9.1 Types of Cookies We Use

• Essential Cookies: Required for the platform to function properly (authentication, security)
• Functional Cookies: Remember your preferences and settings
• Analytics Cookies: Help us understand how users interact with our service
• Performance Cookies: Monitor and improve platform performance

9.2 Managing Cookies

You can control cookies through your browser settings. Note that disabling certain cookies may limit functionality.

10. Third-Party Services

Our Service may contain links to third-party websites or services. We are not responsible for the privacy practices of these third parties. We encourage you to review their privacy policies.

Key Third-Party Services:

• Google OAuth: For authentication - Google Privacy Policy
• Supabase: For database and authentication - Supabase Privacy Policy
• Anthropic Claude: For AI code generation - Anthropic Privacy Policy

11. Children's Privacy

Our Service is not intended for children under 16 years of age. We do not knowingly collect personal information from children under 16. If you are a parent or guardian and believe your child has provided us with personal information, please contact us immediately at [email protected].

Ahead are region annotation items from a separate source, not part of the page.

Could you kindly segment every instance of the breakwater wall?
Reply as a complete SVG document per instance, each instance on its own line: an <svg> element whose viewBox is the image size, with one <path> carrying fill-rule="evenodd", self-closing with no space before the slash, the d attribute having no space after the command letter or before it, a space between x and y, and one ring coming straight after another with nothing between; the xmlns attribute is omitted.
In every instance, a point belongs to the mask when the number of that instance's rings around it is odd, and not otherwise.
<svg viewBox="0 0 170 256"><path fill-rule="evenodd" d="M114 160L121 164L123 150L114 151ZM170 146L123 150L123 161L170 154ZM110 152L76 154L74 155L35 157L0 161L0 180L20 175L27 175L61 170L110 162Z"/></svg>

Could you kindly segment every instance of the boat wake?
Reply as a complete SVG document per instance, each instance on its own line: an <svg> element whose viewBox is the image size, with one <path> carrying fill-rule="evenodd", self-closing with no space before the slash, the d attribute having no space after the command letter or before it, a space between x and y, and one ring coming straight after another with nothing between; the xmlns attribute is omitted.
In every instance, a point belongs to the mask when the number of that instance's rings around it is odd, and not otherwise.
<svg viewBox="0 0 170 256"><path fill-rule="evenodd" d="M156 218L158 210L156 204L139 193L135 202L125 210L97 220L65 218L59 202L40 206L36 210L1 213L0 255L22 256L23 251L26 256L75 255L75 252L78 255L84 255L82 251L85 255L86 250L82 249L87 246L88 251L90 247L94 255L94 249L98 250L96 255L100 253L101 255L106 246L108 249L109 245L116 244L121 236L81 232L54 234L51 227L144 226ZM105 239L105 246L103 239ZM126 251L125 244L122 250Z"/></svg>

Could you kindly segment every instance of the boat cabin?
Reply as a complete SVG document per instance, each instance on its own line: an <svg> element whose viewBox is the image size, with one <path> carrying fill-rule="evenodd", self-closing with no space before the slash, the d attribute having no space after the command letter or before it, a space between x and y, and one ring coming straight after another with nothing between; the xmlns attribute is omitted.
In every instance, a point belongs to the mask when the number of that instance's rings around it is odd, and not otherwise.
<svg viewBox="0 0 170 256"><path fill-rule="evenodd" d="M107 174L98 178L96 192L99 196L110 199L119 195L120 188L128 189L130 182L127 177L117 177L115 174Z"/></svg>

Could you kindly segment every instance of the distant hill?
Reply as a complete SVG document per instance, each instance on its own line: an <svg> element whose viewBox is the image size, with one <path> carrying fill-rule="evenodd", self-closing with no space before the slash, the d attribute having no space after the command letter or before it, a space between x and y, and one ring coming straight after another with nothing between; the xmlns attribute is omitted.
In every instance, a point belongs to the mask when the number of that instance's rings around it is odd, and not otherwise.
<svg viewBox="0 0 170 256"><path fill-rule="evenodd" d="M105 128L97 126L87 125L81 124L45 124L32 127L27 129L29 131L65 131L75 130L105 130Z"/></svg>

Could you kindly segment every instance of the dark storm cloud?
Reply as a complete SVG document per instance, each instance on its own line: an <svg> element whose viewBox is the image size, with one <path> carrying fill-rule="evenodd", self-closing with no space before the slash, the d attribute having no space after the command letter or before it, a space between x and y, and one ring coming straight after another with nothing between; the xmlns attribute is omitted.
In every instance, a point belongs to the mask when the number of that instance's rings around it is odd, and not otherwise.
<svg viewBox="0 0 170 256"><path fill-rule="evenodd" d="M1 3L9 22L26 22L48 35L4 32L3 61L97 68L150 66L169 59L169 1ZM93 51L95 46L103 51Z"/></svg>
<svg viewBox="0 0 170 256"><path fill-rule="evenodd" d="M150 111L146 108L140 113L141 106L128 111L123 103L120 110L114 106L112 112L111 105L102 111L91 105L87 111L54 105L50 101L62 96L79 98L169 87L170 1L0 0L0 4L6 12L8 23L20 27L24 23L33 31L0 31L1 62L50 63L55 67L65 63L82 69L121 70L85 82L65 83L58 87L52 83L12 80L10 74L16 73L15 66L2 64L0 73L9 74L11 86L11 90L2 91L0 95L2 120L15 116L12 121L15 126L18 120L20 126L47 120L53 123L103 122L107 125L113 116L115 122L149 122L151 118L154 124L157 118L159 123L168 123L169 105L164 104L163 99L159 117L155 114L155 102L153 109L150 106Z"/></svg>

12. International Data Transfers

Your information may be transferred to and processed in countries other than your country of residence. These countries may have different data protection laws. We ensure appropriate safeguards are in place for international transfers, including:

• Standard Contractual Clauses approved by the European Commission
• Ensuring recipients are in countries with adequate data protection laws
• Implementing appropriate security measures during transfer

13. Changes to This Privacy Policy

We may update this Privacy Policy from time to time. We will notify you of any material changes by:

• Posting the new Privacy Policy on this page
• Updating the "Last Updated" date
• Sending an email notification for significant changes

Your continued use of the Service after changes constitutes acceptance of the updated policy.

14. Contact Us

For complaints, you also have the right to contact your local data protection authority. In France, this is the CNIL (Commission Nationale de l'Informatique et des Libertés).